True. My EV is a Hyundai sedan, at $50k the most expensive car I ever bought, but it's a run of the mill luxury sedan (EVs are far roomier than even a larger gasoline car) but it does the quarter mile in less than fourteen seconds, five seconds faster than a police car.
We're literally seeing 100+ year old companies rest on their laurels and destroy their businesses because of some Luddite thinking that permeates their whole product ranges, while upstarts are coming in and selling 8 cars to every one of Porsche...
This is nothing new, it's a repeat of the 1920s when cars took over from horses, for pretty much the same reason. The only buggy maker that successfully transitioned to automobiles and was still around in my lifetime was Studebaker. My car is to every other car I've ever driven what a Model-T was to a horse.

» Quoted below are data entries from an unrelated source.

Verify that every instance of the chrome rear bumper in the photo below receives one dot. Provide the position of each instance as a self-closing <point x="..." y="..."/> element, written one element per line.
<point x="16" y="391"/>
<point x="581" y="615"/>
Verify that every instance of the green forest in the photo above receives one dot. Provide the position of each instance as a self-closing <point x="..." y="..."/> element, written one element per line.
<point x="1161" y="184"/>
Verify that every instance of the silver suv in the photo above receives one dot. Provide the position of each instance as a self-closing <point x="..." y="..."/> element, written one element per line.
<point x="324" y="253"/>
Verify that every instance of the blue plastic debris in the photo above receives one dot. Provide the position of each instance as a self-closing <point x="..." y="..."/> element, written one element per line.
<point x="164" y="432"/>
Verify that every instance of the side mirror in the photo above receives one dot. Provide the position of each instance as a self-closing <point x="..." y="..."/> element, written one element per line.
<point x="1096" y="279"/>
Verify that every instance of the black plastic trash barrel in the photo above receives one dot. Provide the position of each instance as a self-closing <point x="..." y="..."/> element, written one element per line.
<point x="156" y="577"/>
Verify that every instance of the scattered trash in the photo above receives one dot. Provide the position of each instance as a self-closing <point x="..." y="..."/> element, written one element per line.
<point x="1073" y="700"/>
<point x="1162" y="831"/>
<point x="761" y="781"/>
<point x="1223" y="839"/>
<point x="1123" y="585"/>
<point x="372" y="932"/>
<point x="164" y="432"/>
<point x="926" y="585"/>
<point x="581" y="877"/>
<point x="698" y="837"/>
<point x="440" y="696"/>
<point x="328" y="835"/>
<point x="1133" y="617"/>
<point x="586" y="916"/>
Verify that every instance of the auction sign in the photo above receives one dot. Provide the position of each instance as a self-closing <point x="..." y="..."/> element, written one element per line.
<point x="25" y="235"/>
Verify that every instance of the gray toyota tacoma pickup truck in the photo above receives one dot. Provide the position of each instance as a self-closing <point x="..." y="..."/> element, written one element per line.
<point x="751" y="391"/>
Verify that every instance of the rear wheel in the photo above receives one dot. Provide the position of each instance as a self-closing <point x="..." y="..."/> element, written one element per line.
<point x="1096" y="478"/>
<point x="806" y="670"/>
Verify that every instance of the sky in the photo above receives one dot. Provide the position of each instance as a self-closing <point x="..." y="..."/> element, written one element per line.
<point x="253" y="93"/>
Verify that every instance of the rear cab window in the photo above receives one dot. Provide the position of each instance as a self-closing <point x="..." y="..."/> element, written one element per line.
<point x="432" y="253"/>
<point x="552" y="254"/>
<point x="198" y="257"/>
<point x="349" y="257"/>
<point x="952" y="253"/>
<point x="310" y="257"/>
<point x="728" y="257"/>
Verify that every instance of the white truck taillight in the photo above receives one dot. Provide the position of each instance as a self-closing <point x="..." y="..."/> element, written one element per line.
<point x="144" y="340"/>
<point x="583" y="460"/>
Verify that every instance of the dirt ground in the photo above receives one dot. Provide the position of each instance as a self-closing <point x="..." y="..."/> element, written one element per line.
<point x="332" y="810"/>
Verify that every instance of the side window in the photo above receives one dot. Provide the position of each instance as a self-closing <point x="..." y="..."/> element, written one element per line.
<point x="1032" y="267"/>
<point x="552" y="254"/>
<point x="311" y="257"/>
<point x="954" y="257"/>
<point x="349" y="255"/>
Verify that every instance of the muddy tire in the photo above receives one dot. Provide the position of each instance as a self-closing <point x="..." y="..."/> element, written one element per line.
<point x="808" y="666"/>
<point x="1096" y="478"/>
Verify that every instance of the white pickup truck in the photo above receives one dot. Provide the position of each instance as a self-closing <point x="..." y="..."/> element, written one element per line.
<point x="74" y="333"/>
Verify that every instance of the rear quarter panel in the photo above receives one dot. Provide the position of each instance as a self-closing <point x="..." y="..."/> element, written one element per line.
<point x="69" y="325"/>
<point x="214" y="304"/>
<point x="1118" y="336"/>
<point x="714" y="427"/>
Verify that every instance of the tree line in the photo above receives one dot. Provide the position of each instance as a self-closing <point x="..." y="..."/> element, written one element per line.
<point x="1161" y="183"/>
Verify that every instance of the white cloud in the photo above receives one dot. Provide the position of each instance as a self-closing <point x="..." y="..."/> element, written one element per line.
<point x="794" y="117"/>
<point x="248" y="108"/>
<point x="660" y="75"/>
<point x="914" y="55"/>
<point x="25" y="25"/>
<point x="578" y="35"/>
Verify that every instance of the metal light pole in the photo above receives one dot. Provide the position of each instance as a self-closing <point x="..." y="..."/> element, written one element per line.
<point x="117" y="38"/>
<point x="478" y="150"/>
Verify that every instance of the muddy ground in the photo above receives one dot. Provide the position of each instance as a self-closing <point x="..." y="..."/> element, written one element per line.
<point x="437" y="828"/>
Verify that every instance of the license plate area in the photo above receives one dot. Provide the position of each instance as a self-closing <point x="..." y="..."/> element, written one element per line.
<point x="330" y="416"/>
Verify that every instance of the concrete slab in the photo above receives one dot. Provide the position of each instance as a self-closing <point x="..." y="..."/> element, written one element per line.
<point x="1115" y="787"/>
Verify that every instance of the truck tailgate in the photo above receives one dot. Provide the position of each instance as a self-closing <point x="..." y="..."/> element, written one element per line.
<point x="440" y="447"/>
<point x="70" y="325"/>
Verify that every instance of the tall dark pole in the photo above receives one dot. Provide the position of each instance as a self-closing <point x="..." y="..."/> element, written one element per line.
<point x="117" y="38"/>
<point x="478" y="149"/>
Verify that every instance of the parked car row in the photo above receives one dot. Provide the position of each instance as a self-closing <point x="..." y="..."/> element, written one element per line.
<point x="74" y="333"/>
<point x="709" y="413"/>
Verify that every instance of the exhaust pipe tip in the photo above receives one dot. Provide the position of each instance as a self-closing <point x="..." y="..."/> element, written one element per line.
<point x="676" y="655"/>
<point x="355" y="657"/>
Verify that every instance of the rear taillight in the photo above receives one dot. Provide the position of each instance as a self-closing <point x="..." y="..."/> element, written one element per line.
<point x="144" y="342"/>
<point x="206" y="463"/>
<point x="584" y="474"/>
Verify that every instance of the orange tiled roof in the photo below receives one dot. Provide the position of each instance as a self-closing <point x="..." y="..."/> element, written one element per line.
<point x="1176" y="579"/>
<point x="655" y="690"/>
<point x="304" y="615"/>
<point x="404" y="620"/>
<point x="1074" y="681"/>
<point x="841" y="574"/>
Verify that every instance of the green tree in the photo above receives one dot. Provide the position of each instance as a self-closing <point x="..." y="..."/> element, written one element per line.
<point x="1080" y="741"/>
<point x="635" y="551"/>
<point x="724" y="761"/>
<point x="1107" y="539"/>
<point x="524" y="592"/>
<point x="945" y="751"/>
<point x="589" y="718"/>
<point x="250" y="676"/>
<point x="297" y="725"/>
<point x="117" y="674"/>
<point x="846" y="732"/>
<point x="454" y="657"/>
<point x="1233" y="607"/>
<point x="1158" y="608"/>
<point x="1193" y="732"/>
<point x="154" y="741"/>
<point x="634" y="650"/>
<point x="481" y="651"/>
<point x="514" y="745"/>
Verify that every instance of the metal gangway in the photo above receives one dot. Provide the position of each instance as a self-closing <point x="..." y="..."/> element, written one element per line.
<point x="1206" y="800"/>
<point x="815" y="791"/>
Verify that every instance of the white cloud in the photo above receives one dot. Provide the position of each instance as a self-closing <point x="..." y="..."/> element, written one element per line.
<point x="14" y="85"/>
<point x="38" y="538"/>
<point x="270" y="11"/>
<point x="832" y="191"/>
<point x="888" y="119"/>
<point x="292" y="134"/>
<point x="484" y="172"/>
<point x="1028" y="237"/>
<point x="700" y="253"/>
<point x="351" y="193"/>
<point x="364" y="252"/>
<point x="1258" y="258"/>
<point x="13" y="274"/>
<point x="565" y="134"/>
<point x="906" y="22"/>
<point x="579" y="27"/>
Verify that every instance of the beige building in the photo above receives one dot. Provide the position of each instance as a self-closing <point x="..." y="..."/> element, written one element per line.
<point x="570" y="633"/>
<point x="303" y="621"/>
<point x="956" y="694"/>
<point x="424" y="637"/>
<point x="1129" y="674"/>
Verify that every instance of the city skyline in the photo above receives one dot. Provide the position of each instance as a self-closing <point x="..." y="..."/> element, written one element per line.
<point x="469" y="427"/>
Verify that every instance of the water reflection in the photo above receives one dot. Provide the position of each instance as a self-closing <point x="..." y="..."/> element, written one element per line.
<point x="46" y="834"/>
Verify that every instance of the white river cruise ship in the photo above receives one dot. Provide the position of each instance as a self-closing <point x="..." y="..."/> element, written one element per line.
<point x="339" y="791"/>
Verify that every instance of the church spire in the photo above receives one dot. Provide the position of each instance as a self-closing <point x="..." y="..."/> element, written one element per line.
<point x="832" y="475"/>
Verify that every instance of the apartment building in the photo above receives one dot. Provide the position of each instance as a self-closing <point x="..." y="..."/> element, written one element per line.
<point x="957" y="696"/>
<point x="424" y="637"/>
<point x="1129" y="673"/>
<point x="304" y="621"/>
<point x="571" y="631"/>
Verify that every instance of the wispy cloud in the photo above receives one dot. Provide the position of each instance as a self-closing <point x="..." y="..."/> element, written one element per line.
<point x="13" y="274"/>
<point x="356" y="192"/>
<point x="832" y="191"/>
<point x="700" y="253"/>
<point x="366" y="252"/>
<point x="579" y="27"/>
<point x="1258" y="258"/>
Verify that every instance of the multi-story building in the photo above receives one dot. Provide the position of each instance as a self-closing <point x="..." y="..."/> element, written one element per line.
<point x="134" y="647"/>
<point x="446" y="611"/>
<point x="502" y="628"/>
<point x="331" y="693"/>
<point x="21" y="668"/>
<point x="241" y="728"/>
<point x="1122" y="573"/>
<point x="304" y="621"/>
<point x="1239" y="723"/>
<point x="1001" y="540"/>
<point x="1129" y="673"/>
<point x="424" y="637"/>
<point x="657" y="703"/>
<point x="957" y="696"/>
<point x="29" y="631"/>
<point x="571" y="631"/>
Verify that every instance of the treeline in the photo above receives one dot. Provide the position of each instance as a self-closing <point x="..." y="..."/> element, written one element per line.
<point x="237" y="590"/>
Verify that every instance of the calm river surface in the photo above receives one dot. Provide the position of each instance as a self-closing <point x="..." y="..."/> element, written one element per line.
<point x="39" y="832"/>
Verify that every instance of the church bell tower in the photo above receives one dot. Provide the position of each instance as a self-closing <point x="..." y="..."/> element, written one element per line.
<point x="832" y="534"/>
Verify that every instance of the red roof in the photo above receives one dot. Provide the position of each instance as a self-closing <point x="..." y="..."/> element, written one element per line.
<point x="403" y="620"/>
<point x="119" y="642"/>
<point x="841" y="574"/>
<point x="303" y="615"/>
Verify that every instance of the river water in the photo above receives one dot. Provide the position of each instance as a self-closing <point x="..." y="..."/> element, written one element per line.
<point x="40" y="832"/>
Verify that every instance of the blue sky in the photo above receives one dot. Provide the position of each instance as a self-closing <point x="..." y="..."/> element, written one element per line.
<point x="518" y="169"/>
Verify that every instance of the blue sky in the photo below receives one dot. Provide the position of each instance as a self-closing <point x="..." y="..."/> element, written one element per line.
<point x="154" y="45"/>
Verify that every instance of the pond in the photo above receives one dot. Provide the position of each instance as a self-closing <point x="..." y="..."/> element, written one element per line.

What I can't understand is why the Fiskers and other new EV makers aren't advertising their many advantages? I bought my EV so I wouldn't have to babysit it in the freezing, windy snow and was astounded at just how much better all around it is. I never realized what a pain in the ass internal combustion vehicles were, and I've been driving them since 1968.
What did you expect when you voted for a convicted felon, peace and rainbows?